Do you remember the Chinese school that a mechanism made it "walk" to position itself differently? I talked about it here. Today I'm talking about an entire Swedish city that, building by building, is moving.
In 2013, plans were unveiled to relocate an entire Swedish city in the far north of the country. I'm not talking about the inhabitants, but about the buildings themselves. Kiruna, home to the largest iron mine in the world, had become a victim of its own success. An equivalent of six Eiffel towers of ore was extracted from its mine every day. The inevitable deformation of the ground due to these activities has started to put residents at risk. At that point an international competition was launched to physically move the Swedish city (in 20 years of time).
The winning project designed the future of a sustainable city with a diversified economy.
Kiruna's goal? Preserve the soul
Although 60% of Kiruna's population still depends on the mine for employment, the city has recently experienced population growth along with an increase in tourism. To develop the project, the studio White Arkitekter (winner of the competition) involved the 20.000 citizens of the Swedish city, allowing them to take a leading role in the masterplan.
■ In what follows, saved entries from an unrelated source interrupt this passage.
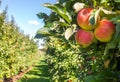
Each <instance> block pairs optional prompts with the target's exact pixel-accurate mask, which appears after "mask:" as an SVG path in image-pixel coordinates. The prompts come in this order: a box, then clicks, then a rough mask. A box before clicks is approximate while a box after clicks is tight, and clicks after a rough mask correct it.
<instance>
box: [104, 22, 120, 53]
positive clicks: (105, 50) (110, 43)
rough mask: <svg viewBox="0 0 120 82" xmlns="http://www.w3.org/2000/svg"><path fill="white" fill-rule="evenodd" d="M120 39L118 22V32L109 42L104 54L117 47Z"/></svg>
mask: <svg viewBox="0 0 120 82" xmlns="http://www.w3.org/2000/svg"><path fill="white" fill-rule="evenodd" d="M119 39H120V23H117V25H116V32H115V34H114V36H113V38H112V40H111V41H110V42H108V43H107V45H106V48H105V51H104V55H106V54H107V53H108V52H109V49H113V48H115V47H116V46H117V45H118V44H119Z"/></svg>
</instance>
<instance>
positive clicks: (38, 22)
mask: <svg viewBox="0 0 120 82" xmlns="http://www.w3.org/2000/svg"><path fill="white" fill-rule="evenodd" d="M28 23H29V24H32V25H36V26H38V25H39V22H38V21H37V20H29V21H28Z"/></svg>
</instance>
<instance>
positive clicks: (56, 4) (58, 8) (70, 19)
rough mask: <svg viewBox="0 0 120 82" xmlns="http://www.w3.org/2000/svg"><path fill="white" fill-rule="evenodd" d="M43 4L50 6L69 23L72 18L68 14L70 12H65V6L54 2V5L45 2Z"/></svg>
mask: <svg viewBox="0 0 120 82" xmlns="http://www.w3.org/2000/svg"><path fill="white" fill-rule="evenodd" d="M44 6H45V7H48V8H50V9H51V10H53V11H54V12H56V13H57V14H59V15H60V16H61V17H63V19H65V20H66V21H67V22H68V23H70V22H71V21H72V18H71V16H70V14H69V13H68V12H67V10H66V8H65V7H63V6H61V5H60V4H54V5H52V4H50V3H46V4H44Z"/></svg>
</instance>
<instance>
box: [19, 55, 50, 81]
mask: <svg viewBox="0 0 120 82" xmlns="http://www.w3.org/2000/svg"><path fill="white" fill-rule="evenodd" d="M44 57H45V56H44V55H42V56H41V58H40V60H39V61H38V62H37V63H36V65H35V66H34V67H33V68H32V69H31V71H29V72H28V73H26V74H25V75H24V76H23V78H21V79H20V80H19V81H18V82H50V74H49V72H48V66H47V64H46V63H45V60H44Z"/></svg>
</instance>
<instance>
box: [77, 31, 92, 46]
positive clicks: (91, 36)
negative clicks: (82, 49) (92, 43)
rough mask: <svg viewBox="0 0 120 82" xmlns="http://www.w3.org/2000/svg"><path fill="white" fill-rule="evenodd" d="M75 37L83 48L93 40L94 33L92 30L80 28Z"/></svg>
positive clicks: (91, 41) (78, 42) (89, 45)
mask: <svg viewBox="0 0 120 82" xmlns="http://www.w3.org/2000/svg"><path fill="white" fill-rule="evenodd" d="M75 39H76V41H77V43H78V44H80V45H82V46H83V48H86V47H88V46H90V45H91V44H92V43H93V41H94V34H93V32H92V31H86V30H83V29H80V30H78V31H77V32H76V34H75Z"/></svg>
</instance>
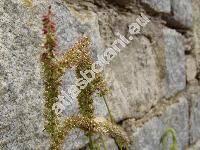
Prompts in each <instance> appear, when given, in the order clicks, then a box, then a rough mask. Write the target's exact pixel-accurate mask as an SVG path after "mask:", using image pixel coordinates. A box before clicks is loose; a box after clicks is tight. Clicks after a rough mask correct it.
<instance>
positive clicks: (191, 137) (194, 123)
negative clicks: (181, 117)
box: [188, 86, 200, 144]
mask: <svg viewBox="0 0 200 150" xmlns="http://www.w3.org/2000/svg"><path fill="white" fill-rule="evenodd" d="M199 90H200V88H199V87H198V86H192V87H190V88H189V90H188V96H189V98H190V103H191V104H190V105H191V108H190V114H191V117H190V124H191V128H190V136H191V137H190V142H191V143H192V144H194V143H195V142H197V140H199V139H200V112H199V110H200V93H199Z"/></svg>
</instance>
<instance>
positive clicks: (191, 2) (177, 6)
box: [168, 0, 193, 28]
mask: <svg viewBox="0 0 200 150" xmlns="http://www.w3.org/2000/svg"><path fill="white" fill-rule="evenodd" d="M171 9H172V10H171V11H172V14H173V16H171V17H170V18H169V20H168V21H169V23H170V25H172V26H174V27H175V28H191V27H192V24H193V15H192V1H191V0H172V1H171Z"/></svg>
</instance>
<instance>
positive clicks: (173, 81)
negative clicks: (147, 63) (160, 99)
mask: <svg viewBox="0 0 200 150" xmlns="http://www.w3.org/2000/svg"><path fill="white" fill-rule="evenodd" d="M163 32H164V41H165V60H166V67H167V68H166V69H167V72H166V74H167V77H166V80H167V82H166V84H167V96H171V95H172V94H175V93H177V92H178V91H181V90H183V89H184V88H185V85H186V75H185V74H186V73H185V49H184V45H183V37H182V36H181V35H180V34H178V33H177V32H176V31H175V30H171V29H164V31H163Z"/></svg>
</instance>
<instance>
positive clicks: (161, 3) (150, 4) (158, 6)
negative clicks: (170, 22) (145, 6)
mask: <svg viewBox="0 0 200 150" xmlns="http://www.w3.org/2000/svg"><path fill="white" fill-rule="evenodd" d="M141 2H142V3H143V4H145V5H146V6H147V7H149V8H150V9H152V10H154V11H155V12H157V13H167V14H169V13H170V12H171V3H170V0H142V1H141Z"/></svg>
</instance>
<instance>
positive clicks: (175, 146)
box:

Our approach to putting the citizens of Kiruna first in this project is important. We spent a lot of time interviewing and listening to them. The city of kiruna exists due to the mine and mining cannot continue unless the city is moved. The citizens of Kiruna understand this, but at the same time it is still difficult for them if the houses and spaces where memories were created are demolished to keep the city alive.Alexandra Hagen, White Arkitekter CEO
The resurrected town hall
the first building in the new city is the town hall. Designed by the Danish studio henning larsen, the structure draws physical inspiration from the angular geometry of the iron minerals fundamental to the identity of the city. Fittingly, the project also incorporates the real bell tower of the old historic center, which is both a symbol of the past and a beacon for the future.
"Community identity often has real geographical roots," he says Louis Becker, partner of Henning Larsen and head of design.
We knew that losing the sense of place is a risk for the Kiruna community. Our hope is that this town hall will be a space that celebrates the history of the Swedish city and an enduring symbol of local identity.Louis Becker, Henning Larsen studio
Around the old, the new
The town hall and its adjacent public square will eventually be surrounded by a mix of other buildings currently under construction. There will be a hotel, a bathhouse and a cultural center called “Aurora”.
From this urban center, new neighborhoods to accommodate the growing population will extend outward into the surrounding Arctic landscape in a radial fashion, ensuring that all residents have nature at their fingertips.